# Manuelle Objektive an AF Kamera



## dagerano (16. November 2003)

Hallo liebe Forennutzer,

kan mir von euch bitte jemand sagen, an welchen modernen AF-Spiegelreflexkameras man auch manuelle Objektive anschließen kann? Habe eine Pentacon Six mit entsprechenden Objektiven, einen Adapter an Nikon, Canon usw. kann man wohl bekommen.

Danke 
Dagerano


----------



## ralfoview (17. November 2003)

Hi,

Ich kann Dir nur von Nikon Af's sagen, daß da alle manuellen Objektive von Nikon selbst und mit Adapter die von Fremdherstellern passen. Allerdings funktioniert dann die Nikon 3D-Mehrfeld Belichtungsmessung nicht. Dazu brauchst Du die entsprechenden AFD Objektive. 

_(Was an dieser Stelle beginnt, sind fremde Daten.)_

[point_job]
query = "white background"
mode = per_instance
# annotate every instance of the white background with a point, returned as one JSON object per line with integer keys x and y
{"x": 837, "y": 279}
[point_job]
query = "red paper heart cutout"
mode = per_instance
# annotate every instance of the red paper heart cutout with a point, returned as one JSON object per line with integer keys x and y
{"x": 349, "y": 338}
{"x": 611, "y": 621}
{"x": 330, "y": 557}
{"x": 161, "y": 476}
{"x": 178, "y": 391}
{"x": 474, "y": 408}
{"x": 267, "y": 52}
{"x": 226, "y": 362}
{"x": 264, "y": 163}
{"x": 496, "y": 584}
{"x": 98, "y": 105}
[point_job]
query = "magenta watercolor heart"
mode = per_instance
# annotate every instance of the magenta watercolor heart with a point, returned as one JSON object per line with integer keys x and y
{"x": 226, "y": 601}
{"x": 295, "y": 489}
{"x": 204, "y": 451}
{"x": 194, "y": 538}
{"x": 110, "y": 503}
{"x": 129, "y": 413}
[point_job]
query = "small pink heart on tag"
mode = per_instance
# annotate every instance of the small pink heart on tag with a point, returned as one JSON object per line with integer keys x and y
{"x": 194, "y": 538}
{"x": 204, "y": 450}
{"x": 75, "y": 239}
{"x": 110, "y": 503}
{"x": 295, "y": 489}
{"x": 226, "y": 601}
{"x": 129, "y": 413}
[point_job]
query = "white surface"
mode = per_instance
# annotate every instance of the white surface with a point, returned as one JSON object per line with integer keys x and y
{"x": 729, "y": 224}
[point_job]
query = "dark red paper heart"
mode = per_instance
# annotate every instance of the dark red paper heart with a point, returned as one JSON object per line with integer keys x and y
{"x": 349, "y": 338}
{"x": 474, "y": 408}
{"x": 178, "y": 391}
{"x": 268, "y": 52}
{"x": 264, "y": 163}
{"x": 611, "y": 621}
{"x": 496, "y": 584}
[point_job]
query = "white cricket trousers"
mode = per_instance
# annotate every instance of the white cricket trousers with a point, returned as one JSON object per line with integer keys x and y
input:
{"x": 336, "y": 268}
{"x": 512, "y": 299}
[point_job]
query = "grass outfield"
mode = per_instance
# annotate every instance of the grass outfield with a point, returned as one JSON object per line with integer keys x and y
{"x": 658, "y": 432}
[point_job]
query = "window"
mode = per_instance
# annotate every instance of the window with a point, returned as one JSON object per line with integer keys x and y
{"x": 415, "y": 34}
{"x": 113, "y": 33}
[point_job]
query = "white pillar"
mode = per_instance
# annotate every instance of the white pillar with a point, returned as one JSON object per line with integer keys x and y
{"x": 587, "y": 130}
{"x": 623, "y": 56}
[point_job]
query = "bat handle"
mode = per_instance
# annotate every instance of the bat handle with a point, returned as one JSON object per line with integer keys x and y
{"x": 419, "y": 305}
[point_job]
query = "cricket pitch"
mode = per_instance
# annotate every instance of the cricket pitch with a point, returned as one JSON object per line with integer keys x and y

Integral und Spot - Messung funktionieren aber normal.

Grüße

r


----------



## Beppone (20. November 2003)

Hi

neben Nikon F kann das auch das Pentax-Bajonett. Da lassen sich K und KA-Objektive nutzen (und das auch an der neuen *ist D-Spiegelreflex mit 6MP..)

Bep


----------